Cet objet céleste, les astronomes l’ont surnommé Icare, ce qui est tout de même plus sympathique que son vrai nom, à savoir MACS J1149 + 2223 Lensed Star 1. Des équipes de l’Université de Genève se sont associées aux efforts pour tenter, au moins visuellement, de s’approcher de ce très brûlant soleil. «Il fait environ 11000 degrés sur cette Supergéante bleue, indique Antonio Cava, maître assistant au département d’astronomie de l’UNIGE. Elle est environ deux fois plus chaude que notre soleil et sa masse est une dizaine de fois plus importante.» Et elle est plusieurs centaines de milliers de fois plus brillante!

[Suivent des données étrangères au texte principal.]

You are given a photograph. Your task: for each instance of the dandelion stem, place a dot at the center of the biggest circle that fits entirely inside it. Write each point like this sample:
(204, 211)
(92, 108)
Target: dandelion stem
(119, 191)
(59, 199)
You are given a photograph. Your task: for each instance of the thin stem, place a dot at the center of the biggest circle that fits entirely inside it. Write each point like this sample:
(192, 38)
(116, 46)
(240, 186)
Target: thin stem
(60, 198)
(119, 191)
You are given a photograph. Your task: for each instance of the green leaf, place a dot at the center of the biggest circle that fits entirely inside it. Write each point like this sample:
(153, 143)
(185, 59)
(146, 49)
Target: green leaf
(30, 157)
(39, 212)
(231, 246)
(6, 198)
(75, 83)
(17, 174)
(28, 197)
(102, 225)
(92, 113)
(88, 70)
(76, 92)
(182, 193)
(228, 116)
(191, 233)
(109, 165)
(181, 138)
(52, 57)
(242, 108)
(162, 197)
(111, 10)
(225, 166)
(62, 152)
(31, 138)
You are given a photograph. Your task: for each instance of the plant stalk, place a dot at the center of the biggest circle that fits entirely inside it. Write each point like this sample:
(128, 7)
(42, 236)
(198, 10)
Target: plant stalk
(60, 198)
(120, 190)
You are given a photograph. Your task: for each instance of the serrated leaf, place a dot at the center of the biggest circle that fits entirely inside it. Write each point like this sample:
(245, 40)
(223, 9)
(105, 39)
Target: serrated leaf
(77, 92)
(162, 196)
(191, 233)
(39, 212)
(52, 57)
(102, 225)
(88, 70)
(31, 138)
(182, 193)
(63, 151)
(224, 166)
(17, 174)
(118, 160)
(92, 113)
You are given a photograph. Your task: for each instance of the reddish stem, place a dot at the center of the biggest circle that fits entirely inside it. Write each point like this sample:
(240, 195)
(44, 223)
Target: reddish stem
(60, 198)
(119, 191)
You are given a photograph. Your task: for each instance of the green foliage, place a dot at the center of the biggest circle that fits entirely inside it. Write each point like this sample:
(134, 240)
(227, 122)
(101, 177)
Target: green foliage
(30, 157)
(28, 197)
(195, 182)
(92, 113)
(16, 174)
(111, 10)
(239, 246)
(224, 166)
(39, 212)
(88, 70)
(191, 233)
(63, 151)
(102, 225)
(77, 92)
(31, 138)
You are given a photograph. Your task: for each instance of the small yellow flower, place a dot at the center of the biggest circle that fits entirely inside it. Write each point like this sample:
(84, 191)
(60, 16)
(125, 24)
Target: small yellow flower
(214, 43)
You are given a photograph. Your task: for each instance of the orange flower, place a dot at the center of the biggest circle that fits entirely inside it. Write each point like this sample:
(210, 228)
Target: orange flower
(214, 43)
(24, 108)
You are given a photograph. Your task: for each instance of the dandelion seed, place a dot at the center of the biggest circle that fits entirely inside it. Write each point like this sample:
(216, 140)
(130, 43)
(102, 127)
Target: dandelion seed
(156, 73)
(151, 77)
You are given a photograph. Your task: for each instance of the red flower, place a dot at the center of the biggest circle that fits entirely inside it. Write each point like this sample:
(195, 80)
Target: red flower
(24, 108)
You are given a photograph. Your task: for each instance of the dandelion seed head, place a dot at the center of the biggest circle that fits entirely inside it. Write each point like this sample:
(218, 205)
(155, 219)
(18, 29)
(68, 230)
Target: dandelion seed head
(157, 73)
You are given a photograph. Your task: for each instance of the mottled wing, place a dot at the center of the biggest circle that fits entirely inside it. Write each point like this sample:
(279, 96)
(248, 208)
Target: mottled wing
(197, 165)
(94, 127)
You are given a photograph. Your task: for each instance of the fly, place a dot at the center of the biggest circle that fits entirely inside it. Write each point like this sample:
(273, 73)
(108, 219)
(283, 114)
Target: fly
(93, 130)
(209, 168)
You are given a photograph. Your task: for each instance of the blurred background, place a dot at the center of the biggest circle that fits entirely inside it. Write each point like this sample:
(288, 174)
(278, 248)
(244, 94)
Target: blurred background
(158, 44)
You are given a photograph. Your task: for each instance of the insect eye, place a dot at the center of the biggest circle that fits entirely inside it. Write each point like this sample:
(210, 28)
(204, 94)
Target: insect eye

Jusqu’ici, seules des Supernova, c’est-à-dire des étoiles qui explosent en fin de vie, n’avait pu être observées à une telle distance. C’est un hasard qui a permis cette trouvaille inédite. Les chercheurs étaient justement en quête d’une Supernova au moyen du télescope spatial Hubble, ils ont cru en avoir trouvé une, puis se sont rendus compte de leur méprise. Il s’agissait bien d’une étoile «normale» et en pleine santé. «Mais sa luminosité avait été augmentée d’environ 2000 fois par un phénomène dit de lentille gravitationnelle», explique Antonio Cava. Le passage d’un amas de galaxie, ou sans doute même d’une étoile de l’une de ses galaxies, dans l’axe de l’observation serait à l’origine de cet effet de loupe.

L’Université du Minnesota, qui a dirigé l’étude publiée lundi, s’est fait aider par des confrères à l’échelle internationale. L’Ecole polytechnique fédérale de Lausanne a prêté main forte avec ses connaissances sur l’effet de lentille gravitationnelle. Réputée pour avoir découvert la première exoplanète en 1995, l’Université de Genève a pour sa part participé au suivi de l’observation d’Icare, traquée grâce au grand télescope des Canaries, situé sur l’île de La Palma dans l’archipel espagnol.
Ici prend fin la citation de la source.